[extropy-chat] Superrationality

Hal Finney hal at finney.org
Sat May 20 05:57:08 UTC 2006


Lee Corbin writes:
> I have one question. Suppose that today Hofstadter suddenly a time machine,
> and decides to visit the year 1983. He then finds himself in a sealed room,
> with his 1983 version in an adjacent sealed room. All each know is that
> they're in a one-shot PD with each other, and each knows the year from which
> the other comes.
>
> Our Doug, (Doug 2006) consults the payoff matrix.  It says
>
>      (5,5) | (0,10)
>      (10,0)| (1,1)
>
> It is clear what the 1983 Doug will do.

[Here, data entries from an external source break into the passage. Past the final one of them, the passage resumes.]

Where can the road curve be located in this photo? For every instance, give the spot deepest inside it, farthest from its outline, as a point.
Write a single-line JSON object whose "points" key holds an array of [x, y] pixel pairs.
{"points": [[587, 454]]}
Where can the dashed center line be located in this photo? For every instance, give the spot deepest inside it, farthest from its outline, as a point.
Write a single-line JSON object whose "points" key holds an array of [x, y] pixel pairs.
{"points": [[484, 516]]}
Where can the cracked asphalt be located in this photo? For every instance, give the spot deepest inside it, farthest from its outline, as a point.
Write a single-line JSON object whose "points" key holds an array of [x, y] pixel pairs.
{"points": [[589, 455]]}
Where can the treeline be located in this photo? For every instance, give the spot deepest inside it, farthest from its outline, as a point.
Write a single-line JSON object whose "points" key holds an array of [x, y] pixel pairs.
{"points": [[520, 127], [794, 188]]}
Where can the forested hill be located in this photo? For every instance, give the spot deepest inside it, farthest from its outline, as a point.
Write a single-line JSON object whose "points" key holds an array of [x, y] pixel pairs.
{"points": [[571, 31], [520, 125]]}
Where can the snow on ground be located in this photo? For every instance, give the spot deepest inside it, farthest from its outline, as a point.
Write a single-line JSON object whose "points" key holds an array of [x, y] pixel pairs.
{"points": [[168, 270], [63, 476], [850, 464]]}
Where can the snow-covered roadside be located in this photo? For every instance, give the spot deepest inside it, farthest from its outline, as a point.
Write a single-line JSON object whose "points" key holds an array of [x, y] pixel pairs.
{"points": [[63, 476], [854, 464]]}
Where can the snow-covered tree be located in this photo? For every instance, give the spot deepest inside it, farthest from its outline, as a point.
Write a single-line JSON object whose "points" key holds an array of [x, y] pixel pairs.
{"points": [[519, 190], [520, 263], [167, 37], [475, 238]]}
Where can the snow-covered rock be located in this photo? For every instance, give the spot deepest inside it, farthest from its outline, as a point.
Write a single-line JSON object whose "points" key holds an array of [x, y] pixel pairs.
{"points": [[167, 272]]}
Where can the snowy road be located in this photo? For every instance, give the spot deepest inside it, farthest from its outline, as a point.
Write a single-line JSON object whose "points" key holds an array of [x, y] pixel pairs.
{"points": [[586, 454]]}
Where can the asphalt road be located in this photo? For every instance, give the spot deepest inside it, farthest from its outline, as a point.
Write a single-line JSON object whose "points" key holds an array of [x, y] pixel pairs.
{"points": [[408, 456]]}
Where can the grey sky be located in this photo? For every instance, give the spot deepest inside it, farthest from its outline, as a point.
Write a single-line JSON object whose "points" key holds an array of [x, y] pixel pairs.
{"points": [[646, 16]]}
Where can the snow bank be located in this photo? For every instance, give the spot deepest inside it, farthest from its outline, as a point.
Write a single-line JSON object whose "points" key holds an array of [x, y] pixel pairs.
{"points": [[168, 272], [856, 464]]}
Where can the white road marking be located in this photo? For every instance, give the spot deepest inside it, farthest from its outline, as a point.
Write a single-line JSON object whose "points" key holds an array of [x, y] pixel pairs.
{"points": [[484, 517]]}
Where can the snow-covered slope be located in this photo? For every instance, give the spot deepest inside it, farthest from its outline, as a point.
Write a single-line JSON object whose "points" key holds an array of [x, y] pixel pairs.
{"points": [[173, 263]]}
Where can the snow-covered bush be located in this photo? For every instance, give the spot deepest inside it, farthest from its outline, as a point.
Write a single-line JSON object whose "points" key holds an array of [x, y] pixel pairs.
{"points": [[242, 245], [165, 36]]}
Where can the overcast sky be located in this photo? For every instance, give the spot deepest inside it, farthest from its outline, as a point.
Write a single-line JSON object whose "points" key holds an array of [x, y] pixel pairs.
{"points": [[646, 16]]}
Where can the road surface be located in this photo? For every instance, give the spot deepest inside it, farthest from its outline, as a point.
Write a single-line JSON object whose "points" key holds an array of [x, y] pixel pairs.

What move should our
> Doug play in order to maximize his payoff?

It's funny that you should word the question like that, since there is
a fundamental ambiguity in the word "his" in this situation.  We might
argue that cooperating will maximize "his", Douglas Hofstadter's, payoff,
making it 5+5=10, with 5 coming earlier and therefore, due to discounting
and inflation, worth more.  Or we might interpret it to be asking what
will maximize Doug-2006's payoff, in which case defecting would serve.

One problem with this time-machine variant is that it raises a causation
paradox.  Wouldn't Doug-2006 remember being visited by a future version
of himself, back in 1983?  Wouldn't he remember how that future self had
played, and in that case, wouldn't he be forced to play the same way
this time?  Perhaps we can get around this by assuming that the 1983
version submitted to localized amnesia, forgetting the details of the
incident; or else we could use a model of time travel where a new time
line is formed when the future person reaches the past.

I can't speak for Hofstadter, of course, but ignoring these complications
I strongly suspect he would cooperate in this situation.  We know he
found the reasoning compelling enough in 1983 to make quite an issue
of it.  If he still feels that way, he will play the same.  If not,
I imagine that out of solidarity and sympathy for his earlier self,
he will show respect for the person he was and continue to follow that
principle.  How many of us might be more motivated to follow through on
our commitments, plans and dreams, if we could somehow be confronted by
our younger selves and called to account for how we had lived our lives?